REMEMBER A DATA STRUCTURE ENDS UP AS …

  • Bytes in memory

    • At particular locations – Memory Address

    • taking up some number of contiguous bytes

  • Intrinsic types : groups of bytes that the processor has built in “interpretations” for

    • bit vectors of various lengths (1,2,4,8,16,…)

    • signed and unsigned integers (1,2,4,8,16,…)

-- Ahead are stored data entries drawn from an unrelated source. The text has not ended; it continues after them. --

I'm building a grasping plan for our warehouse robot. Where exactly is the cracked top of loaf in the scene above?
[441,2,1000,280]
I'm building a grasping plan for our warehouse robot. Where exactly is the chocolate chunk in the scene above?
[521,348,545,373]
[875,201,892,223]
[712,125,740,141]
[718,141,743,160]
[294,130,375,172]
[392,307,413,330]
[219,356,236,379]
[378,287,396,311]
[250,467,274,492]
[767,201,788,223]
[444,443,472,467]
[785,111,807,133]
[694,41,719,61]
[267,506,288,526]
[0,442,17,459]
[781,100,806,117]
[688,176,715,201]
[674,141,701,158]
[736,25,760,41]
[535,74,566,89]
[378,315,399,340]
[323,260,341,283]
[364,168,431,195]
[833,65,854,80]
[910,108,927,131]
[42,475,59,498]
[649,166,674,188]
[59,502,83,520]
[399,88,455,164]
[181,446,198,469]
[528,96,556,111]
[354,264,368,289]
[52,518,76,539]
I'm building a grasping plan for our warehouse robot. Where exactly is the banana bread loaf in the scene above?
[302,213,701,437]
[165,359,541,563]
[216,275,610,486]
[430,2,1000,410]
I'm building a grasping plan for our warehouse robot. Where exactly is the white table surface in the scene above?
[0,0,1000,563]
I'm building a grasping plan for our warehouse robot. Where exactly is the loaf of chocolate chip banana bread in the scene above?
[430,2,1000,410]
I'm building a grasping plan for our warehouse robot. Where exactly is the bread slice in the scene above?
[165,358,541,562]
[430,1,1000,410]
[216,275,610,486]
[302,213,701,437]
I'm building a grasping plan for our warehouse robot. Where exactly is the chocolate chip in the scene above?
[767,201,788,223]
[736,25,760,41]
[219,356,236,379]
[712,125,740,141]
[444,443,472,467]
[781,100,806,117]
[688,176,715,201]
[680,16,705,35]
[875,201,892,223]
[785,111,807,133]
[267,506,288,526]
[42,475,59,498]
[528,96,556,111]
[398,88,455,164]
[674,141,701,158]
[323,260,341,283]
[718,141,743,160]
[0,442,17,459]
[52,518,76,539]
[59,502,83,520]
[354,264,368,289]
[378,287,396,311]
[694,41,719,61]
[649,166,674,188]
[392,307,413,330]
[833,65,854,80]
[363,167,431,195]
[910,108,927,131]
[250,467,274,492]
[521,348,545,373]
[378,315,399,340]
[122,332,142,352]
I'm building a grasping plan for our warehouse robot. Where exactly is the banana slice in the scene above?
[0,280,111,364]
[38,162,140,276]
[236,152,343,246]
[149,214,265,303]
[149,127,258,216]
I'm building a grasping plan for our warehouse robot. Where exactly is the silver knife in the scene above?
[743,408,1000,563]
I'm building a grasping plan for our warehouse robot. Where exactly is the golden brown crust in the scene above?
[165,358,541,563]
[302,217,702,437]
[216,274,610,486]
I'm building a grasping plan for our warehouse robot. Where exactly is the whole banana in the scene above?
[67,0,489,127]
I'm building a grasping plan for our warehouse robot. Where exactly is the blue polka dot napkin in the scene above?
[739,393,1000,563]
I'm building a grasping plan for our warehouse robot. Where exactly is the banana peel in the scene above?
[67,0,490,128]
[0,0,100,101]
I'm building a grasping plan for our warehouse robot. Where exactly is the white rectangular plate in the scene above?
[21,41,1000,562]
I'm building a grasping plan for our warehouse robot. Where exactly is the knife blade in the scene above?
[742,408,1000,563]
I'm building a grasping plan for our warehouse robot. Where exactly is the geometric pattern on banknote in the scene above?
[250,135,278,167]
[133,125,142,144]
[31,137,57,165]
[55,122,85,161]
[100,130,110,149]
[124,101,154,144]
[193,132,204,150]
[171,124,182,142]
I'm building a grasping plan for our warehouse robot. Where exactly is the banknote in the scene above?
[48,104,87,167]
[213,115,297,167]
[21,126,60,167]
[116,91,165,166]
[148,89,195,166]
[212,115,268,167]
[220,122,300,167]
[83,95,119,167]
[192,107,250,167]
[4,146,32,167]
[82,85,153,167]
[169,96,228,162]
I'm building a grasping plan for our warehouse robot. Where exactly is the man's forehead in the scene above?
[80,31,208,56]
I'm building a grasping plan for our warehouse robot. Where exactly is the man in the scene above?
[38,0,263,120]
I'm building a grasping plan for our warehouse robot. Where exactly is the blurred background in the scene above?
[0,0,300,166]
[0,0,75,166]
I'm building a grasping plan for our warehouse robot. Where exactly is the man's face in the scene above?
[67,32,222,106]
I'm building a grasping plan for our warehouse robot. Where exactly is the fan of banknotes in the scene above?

    • floating point number (IEEE 754)

  • Complex data structures often are broken into pieces

    • each piece connected to others

    • connections formed via Addresses

    • pieces record the address of the pieces it connects to

13.2. Worth carefully examining the assembly for this example#

Understanding this code is a great test of your knowledge

CODE: asm - tree.S

	.intel_syntax noprefix
        # TREE NODE STRUCTURE IN MEMORY
	# A NODE is composed of 3, 8 byte values
	# First 8 bytes is an 8 byte signed value
	# Second 8 bytes is a pointer to the left child (another node)
	# Third 8 bytes is a pointer to the right child (another node)
	# a 0 value pointer means there are no nodes in that direction

	#  node.VAL
	#  node.LEFT
	#  node.RIGHT
	.equ VAL, 0       # tree node value 8 bytes (offset 0)
	.equ LEFT, 8      # pointer to left child 8 bytes (offset 8)
	.equ RIGHT, 16    # pointer to right child 8 bytes (offset 16)

	.section .text
	.global _start
_start:
	mov rax, QWORD PTR [ROOT]  # pointer to root node is in a memory location ROOT
loop:
	mov rbx, QWORD PTR [rax + LEFT]  # rbx = left child location
	mov rdx, QWORD PTR [rax + RIGHT] # rdx = right child location
	cmp QWORD PTR [rax + VAL], 0     # compare node's value to zero
	cmovl  rax, rbx                  # if val < 0 then rax = rbx -- left child
	cmovge rax, rdx                  # if val >= 0 then rax = rdx -- right child
	cmp rax, 0                       # if location of next node is 0 we are done
	jne loop                         # otherwise keep walking the tree

	int3

	.section .data
ROOT:
	.quad N0               # ROOT global variable stores address of
	# N0 node &N0 (eg points to N0)

	# A BUNCH OF NODES CONNECTED TO FORM A TREE LIKE STRUCTURE
N0:
	.quad 8                # N0.VAL   = 8
	.quad N1               # N0.LEFT  = &N1
	.quad N2               # N0.RIGHT = &N2

N1:
	.quad 0                # N1.VAL   = 0
	.quad N3               # N1.LEFT  = &N3
	.quad N4               # N1.RIGHT = &N4

N2:
	.quad -5               # N2.VAL   = -5
	.quad N5               # N2.LEFT  = &N5
	.quad N6               # N2.RIGHT = &N6

N3:
	.quad 6                # N3.VAL   = 6
	.quad 0                # N3.LEFT  = 0
	.quad 0                # N3.RIGHT = 0

N4:
	.quad 90               # N4.VAL   = 90
	.quad N7               # N4.LEFT  = &N7
	.quad 0                # N4.RIGHT = 0

N5:
	.quad -3               # N5.VAL   = -3
	.quad N7               # N5.LEFT  = &N7
	.quad 0                # N5.RIGHT = 0

N6:
	.quad 567              # N6.VAL   = 567
	.quad 0                # N6.LEFT  = 0
	.quad 0                # N6.RIGHT = 0

N7:
	.quad -8               # N7.VAL   = -8
	.quad 0                # N7.LEFT  = 0
	.quad 0                # N7.RIGHT = 0
	

13.2.2. Exploring the tree with gdb#

set pagination off
set disassembly-flavor intel
x/1gx &ROOT
x/16xb 0x402008
x/8xh 0x402008
x/4xw 0x402008
x/2xg 0x402008

x/9i _start

b _start
run
display /x $rax
display /1dg $rax + 0
display /2gx $rax + 8

b loop
c
c
c
c
c




13.3. A more complex example#

This example should help to get your creative juices flowing and get a deeper appreciation for how we use the computer to write the kind of code you are used to.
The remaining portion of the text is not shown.